Reconnaissance de dettes

Même japonaise, une colère reste une colère. Il était furieux, le ministre nippon des Finances, lorsqu’il a appris qu’une agence de notation financière avait rétrogradé son pays en lui attribuant une note AA au lieu de AA+. D’un seul coup, la deuxième économie du monde se retrouvait classée au niveau d’Israël et de la Lettonie! « Comme on a pu le constater dans le cas d’Enron, les décisions des agences de notation ne sont pas fiables », a lâché Haruhiko Kuroda.

Et vlan! De toute évidence, les trois principales agences internationales de notation financière, les américaines Moody’s et Standard & Poors, et la française Fitch, n’ont pas que des amis. Forcément. En déterminant, au moyen d’une cote rendue publique, le rating, quelle est la capacité des Etats et des entreprises à rembourser leurs dettes, elles influencent directement les conditions auxquelles ces emprunteurs obtiendront les capitaux convoités. Car moins la cote est bonne, plus les entreprises et les Etats concernés devront promettre des intérêts élevés aux investisseurs potentiels. Ainsi, les mauvaises notes successives attribuées à la dette colossale de France Télécom coûteront quelque 230 millions d’intérêts supplémentaires à l’opérateur français, l’an prochain.

« Nos notations évaluent deux choses: la probabilité de voir l’émetteur d’un emprunt incapable de le rembourser, et la sévérité attendue des pertes si cela se produit », souligne-t-on chez Moody’s.

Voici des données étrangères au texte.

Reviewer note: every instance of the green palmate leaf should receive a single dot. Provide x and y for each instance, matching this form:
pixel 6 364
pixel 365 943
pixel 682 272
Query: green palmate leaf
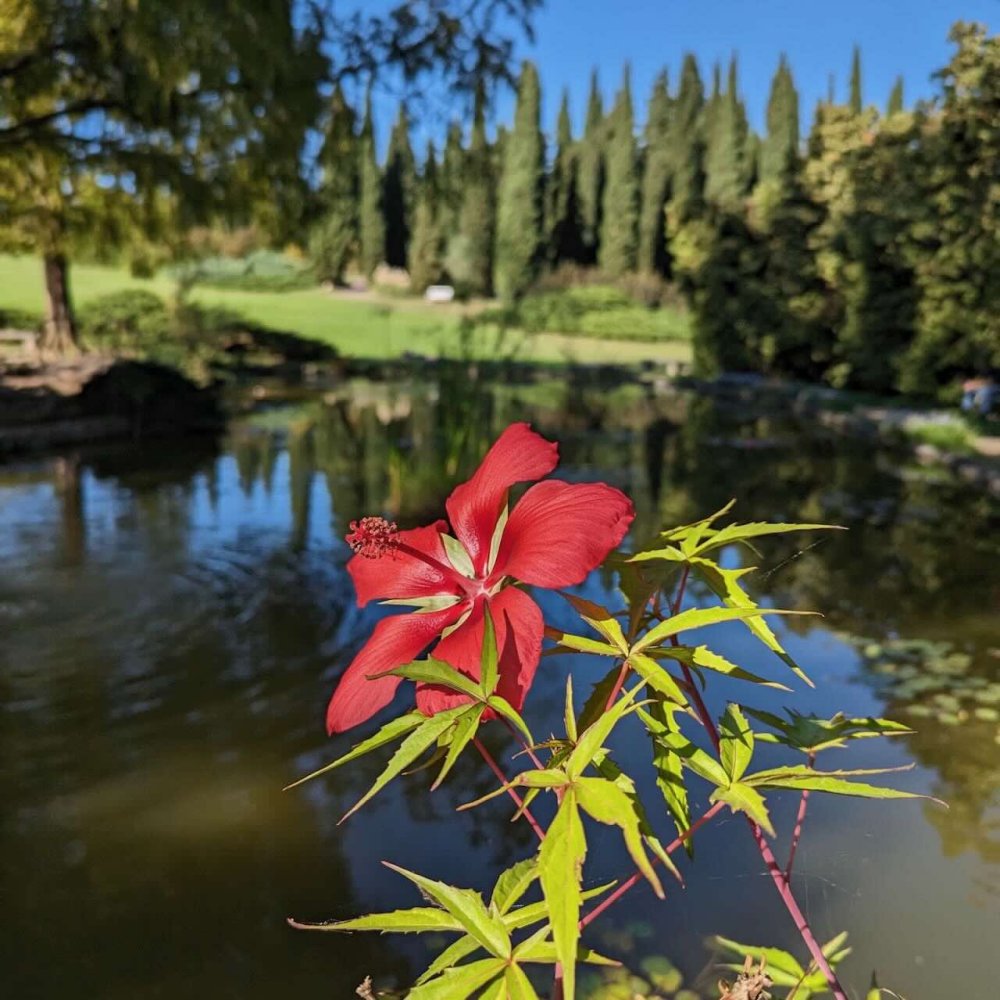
pixel 743 798
pixel 452 955
pixel 414 921
pixel 513 884
pixel 431 671
pixel 467 908
pixel 518 985
pixel 605 802
pixel 457 556
pixel 703 658
pixel 668 765
pixel 408 751
pixel 800 778
pixel 569 715
pixel 567 643
pixel 656 677
pixel 504 708
pixel 736 742
pixel 756 529
pixel 693 757
pixel 459 983
pixel 811 734
pixel 592 738
pixel 601 621
pixel 390 731
pixel 488 669
pixel 725 584
pixel 560 863
pixel 594 707
pixel 466 727
pixel 701 618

Ces notes s’échelonnent en une vingtaine de gradations: elles vont de la meilleure (AAA) aux pires (C ou D selon les agences). Théoriquement, l’investisseur qui place son épargne dans une entreprise AAA risque de ne le regretter que dans 0,67% des cas, après dix ans. Le niveau B reflète la qualité moyenne de l’emprunteur, tandis que le C représente un risque hautement spéculatif. Parmi les emprunteurs cotés B, la probabilité de défaut sur dix ans atteint déjà 44,57%.

Généralement, les notes s’accompagnent d’une perspective d’évolution (stable, positive ou négative) pour les deux ou trois années à venir. En cas d’événement prévisible (cession ou acquisition, par exemple) susceptible d’influencer directement la santé financière de leurs clients, les agences les surveillent de très près. « Lorsqu’il a été question d’un rapprochement de Belgacom avec KPN, puis avec Cegetel, les agences nous ont appelés pour obtenir confirmation de l’information », confirme Marc Speeckaert, directeur financier chez Belgacom. L’évaluation des entreprises bien notées est généralement actualisée une à deux fois par an mais, en cas de difficultés, le rating est mis à jour plus souvent.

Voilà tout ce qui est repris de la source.